Quanto à execução de obrigações de dar, a inclusão do art. 461-A no CPC feita pela Lei nº 10.444/2002, restringiu a aplicação dos arts. 621 e seguintes às execuções por título extrajudicial, uma vez que os demais casos devem adotar a sistemática para as obrigações de fazer ou não-fazer (art. 461). Tais reformas buscam dar efetividade ao processo, garantindo-se a entrega do bem da vida, o mais brevemente possível a quem de direito, tornando os procedimentos “menos complexos na medida em que se aumente o grau de evidência das pretensões de direito material”.

A ‘efetivação’ da antecipação de tutela, de acordo com o § 3º do artigo 273 do CPC, “observará, no que couber e conforme sua natureza, as normas previstas nos arts. 588, 461, §§ 4º e 5º, e 461-A” (Redação dada pela Lei nº 10.444, de 07 de maio de 2002). Trata-se da execução provisória (art.588), da execução de obrigações de fazer ou não- fazer (§§ 4º e 5º do art. 461) e da execução de entrega de coisa (art.461-A).

O termo ‘efetivação’ adotado no texto legal referido no parágrafo anterior foi proposto com base na melhor doutrina italiana, e também adotado na reforma do CPC italiano, que refutou a execução nos provimentos de urgência, nos quais se inclui a AT. Assim, conforme explica Athos Gusmão Carneiro (ob.cit., p. 65), com tal expressão se “compreenderá também as formas de execução indireta e imprópria [2], mediante executoriedade imediata ou expedição de mandamento”.

É ponto controvertido na doutrina, saber se o provimento antecipatório constitui ou não ‘título executivo’, sendo que Ovídio Baptista da Silva e Albino Teori Zavascki consideram-no título executivo, e Luiz Guilherme Marinoni afirma que “o provimento sumário, por sua própria essência, não constituiria título executivo. O título executivo, na sua tradição, supõe a existência de um direito ‘certo’, enquanto o provimento sumário, como seu próprio nome indica, tem em seu conteúdo apenas a probabilidade da sua existência”. (Tutela Antecipada, Malheiros, 7.ed., 2002, p.238-239)

Para Marinoni, a antecipação de tutela possui ‘executividade intrínseca’, ou seja, não é necessário a propositura de uma ação executiva, pois a efetivação da antecipação da tutela seria feita no próprio processo de conhecimento. Como conseqüência, não haveria necessidade de citação da parte contrária e não se admitiria embargos do executado.

Também é esse o entendimento de Humberto Theodoro Júnior, que devido à urgência de que se reveste a AT, “sua execução será sempre sumária e imediata, não havendo lugar para embargos do devedor” (citado in Da Antecipação de Tutela, Athos Gusmão Carneiro, p.66).

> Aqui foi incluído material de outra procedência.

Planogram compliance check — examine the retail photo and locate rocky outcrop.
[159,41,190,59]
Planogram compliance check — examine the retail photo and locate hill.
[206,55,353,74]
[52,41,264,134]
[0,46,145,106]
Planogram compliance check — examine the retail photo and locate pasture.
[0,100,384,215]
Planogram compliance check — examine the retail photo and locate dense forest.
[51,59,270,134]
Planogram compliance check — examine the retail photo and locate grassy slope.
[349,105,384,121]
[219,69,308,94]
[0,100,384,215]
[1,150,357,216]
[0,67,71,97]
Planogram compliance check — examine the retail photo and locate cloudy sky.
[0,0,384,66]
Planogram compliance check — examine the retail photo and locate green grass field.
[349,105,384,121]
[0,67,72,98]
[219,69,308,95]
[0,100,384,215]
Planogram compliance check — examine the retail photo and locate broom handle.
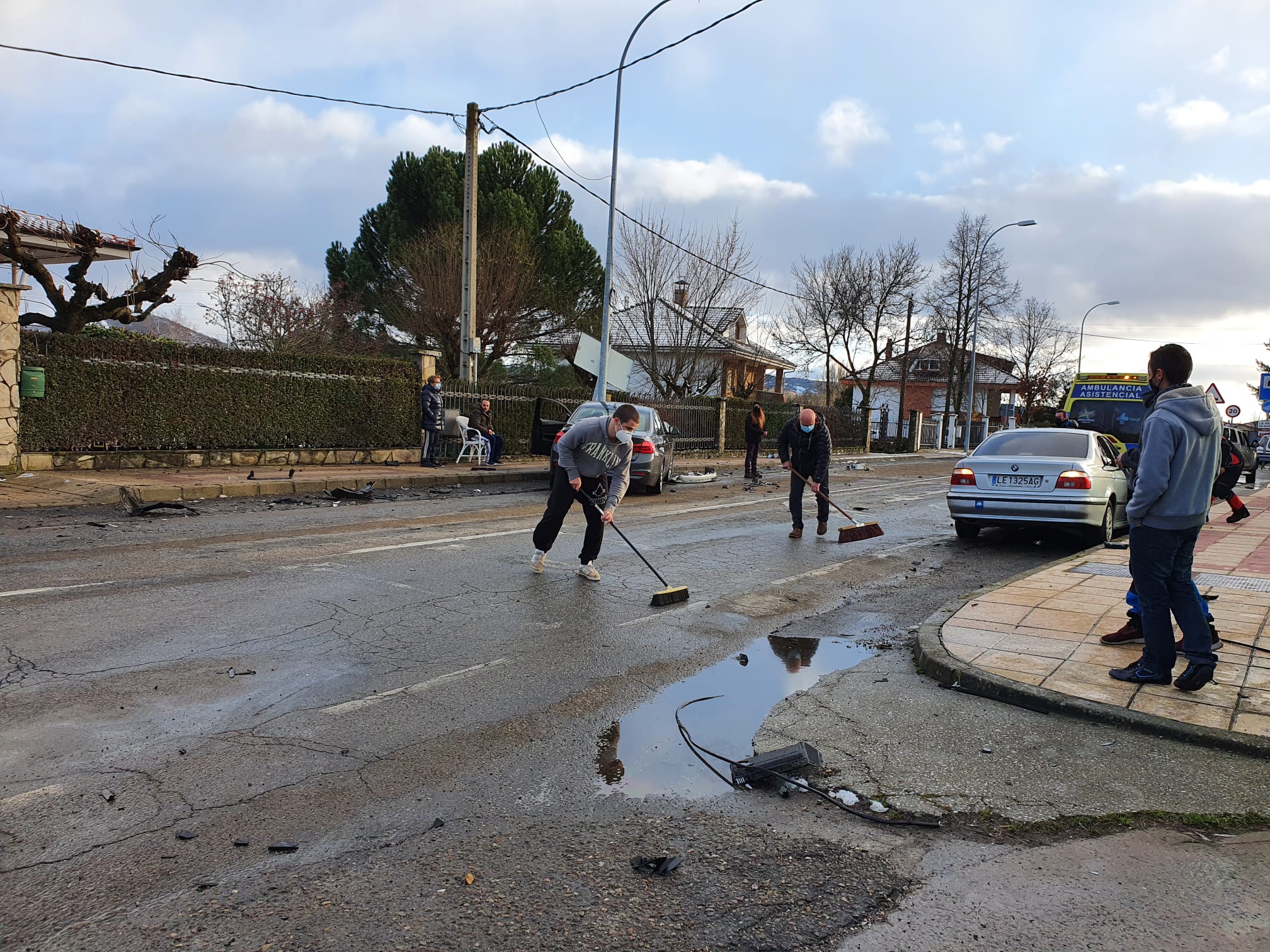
[790,463,864,526]
[578,492,670,589]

A expressão “no que couber” tem o significado do poder dado ao juiz para, de acordo com as condições apresentadas no caso concreto, determinar quais os meios executórios cabíveis para que se efetive a AT, da maneira mais célere possível e menos gravosa ao réu, pois, como observa Rosalina Rodrigues Pereira, citada por Athos Gusmão Carneiro (ob.cit., p. 67), “em se tratando de medida que visa garantir a efetividade do exercício do direito, não se podem impor normas absolutas”.

Assim, as regras do art.588 tem por função operacionalizar a efetivação da AT, que se dá ‘per officium iudicis’, também empregando os meios executórios previstos nos §§ 4º e 5º do art. 461, ou seja, busca e apreensão, remoção de pessoas e coisas, desfazimento de obras, impedimento de atividades nocivas, sendo possível a requisição da força policial, quando necessário. Também pode, o juiz, lançar mão do disposto no inciso V do art. 14 (com redação dada pela Lei nº 10.358/01) e considerar o não cumprimento da ordem de efetivação da AT como “ato atentatório ao exercício da jurisdição”, cabendo, inclusive, a imposição de multa “ao responsável”, em favor do erário.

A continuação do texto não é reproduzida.